I vividly remember getting our flu shots as a family every year. While I used to complain back then, I am now extremely grateful that my mom chose to vaccinate us not only for little things like the flu, but all the vaccines that every child should have.

I have seen multiple videos and posts on Facebook about how "vaccines cause autism" or other horrible diseases and illness. I would like to shine the light on this issue in the most educated way possible.

Vaccines are meant to introduce one's body to an illness so that it can develop antibodies to fight off the illness if it is ever encountered again. Sounds like a great idea, right? That's because it is.

In my abnormal psychology class last year, my professor told us the story about how the supposed link between vaccines and autism/other illnesses came about. A medical researcher by the name of Andrew Wakefield originally "conducted studies" in 1998 on a possible link to autism and bowel disease caused by the measles, mumps and rubella vaccine (commonly known as the MMR vaccine). He published a paper with his findings.

Many medical researchers tried to replicate his findings and could not.
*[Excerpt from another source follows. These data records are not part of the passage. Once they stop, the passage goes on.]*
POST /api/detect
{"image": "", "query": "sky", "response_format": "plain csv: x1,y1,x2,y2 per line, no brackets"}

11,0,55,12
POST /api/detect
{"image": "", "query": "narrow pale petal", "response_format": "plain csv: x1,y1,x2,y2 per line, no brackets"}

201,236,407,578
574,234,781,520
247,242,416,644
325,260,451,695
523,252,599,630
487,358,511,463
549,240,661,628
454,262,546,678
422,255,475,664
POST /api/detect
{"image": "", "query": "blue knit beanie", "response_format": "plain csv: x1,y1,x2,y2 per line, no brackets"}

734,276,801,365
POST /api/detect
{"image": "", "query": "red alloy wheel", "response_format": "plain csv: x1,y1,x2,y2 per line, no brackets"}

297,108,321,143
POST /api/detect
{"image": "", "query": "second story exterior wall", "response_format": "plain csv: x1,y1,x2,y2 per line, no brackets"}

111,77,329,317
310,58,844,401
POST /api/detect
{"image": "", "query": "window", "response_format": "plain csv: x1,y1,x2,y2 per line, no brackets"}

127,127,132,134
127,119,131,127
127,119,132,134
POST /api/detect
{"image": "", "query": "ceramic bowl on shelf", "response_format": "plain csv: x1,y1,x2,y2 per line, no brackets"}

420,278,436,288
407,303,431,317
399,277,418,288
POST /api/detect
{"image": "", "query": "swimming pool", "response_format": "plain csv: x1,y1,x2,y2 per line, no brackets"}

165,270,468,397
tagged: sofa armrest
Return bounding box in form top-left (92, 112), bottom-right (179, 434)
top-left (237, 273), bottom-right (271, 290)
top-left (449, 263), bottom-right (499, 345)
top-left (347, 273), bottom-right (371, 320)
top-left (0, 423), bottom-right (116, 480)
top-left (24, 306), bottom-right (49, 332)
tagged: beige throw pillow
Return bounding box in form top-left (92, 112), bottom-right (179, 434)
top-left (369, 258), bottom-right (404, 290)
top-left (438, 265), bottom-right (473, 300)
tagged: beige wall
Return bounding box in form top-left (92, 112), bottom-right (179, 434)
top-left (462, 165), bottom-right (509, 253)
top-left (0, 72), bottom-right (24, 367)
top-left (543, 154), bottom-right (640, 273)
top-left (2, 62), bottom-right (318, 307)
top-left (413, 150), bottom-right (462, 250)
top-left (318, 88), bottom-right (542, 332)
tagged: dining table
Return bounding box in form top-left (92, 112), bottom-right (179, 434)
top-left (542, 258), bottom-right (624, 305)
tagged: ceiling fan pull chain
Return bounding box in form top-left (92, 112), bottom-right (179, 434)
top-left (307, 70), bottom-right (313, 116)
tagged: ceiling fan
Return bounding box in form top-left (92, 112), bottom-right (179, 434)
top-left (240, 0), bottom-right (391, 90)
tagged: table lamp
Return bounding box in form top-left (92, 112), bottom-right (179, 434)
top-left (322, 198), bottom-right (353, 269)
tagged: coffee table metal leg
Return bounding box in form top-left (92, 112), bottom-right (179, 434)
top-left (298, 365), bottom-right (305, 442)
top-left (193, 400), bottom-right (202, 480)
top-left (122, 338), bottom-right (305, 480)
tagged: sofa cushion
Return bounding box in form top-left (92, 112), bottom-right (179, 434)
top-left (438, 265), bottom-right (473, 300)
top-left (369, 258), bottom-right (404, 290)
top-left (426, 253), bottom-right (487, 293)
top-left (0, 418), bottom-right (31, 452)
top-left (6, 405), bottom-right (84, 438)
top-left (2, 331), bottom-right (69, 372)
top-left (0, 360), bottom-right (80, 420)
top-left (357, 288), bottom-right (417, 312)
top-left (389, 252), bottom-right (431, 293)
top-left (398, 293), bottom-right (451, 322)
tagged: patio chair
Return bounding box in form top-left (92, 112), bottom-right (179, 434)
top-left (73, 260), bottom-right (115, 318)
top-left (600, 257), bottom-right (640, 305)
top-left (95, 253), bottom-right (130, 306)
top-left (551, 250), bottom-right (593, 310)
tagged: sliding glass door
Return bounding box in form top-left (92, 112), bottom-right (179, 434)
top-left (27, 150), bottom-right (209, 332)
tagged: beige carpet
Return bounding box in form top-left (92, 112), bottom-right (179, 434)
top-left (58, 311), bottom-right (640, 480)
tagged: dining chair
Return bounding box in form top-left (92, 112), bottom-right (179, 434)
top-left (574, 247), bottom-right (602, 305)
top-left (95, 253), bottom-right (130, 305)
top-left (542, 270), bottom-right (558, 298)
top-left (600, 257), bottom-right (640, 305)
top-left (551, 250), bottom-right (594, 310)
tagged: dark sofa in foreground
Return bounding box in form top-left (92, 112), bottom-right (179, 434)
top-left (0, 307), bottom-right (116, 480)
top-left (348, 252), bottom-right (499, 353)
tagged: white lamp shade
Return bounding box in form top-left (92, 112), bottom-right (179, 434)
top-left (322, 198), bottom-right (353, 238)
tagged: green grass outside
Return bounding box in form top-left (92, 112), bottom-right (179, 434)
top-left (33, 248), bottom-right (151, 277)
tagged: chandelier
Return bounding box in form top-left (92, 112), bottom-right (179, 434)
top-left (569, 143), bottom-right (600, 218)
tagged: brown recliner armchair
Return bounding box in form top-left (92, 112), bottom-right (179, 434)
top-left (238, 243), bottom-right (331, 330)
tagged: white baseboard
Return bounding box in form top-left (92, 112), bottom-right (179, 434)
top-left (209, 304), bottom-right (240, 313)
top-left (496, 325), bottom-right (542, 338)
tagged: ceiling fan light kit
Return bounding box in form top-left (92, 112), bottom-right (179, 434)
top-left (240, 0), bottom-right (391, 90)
It was eventually found out that his data was faked and his entire paper and experiment was a fraud, but by that time, it was too late. The paper was out there and taking over the media by storm.

Ever since, thousands of medical professionals and public health agencies have attempted to spread the word that there is no known link between vaccines and illnesses, but the public chooses not to listen.

The CDC (Centers for Disease Control and Prevention) has released statement upon statement that there have been studies done revealing that there is no link between vaccine and illnesses. Autism Speaks, an organization that often tries to get the word out about autism, has it stated on their website under the causes of autism that there is no link.

The biggest problem with this ongoing debate is that people are unwilling to listen, putting our society at risk. We are seeing an increase of illnesses that are rare or had previously been eradicated completely due to parents choosing not to vaccinate their children. We share videos and articles on Facebook from unreliable sources and people believe what they see without checking the facts first.

There are so many sources out there if you have questions on vaccination. The CDC has an entire page dedicated to parents who are unsure of vaccinating their children. We are so quick to believe things we hear without doing research and it is causing damage to our society.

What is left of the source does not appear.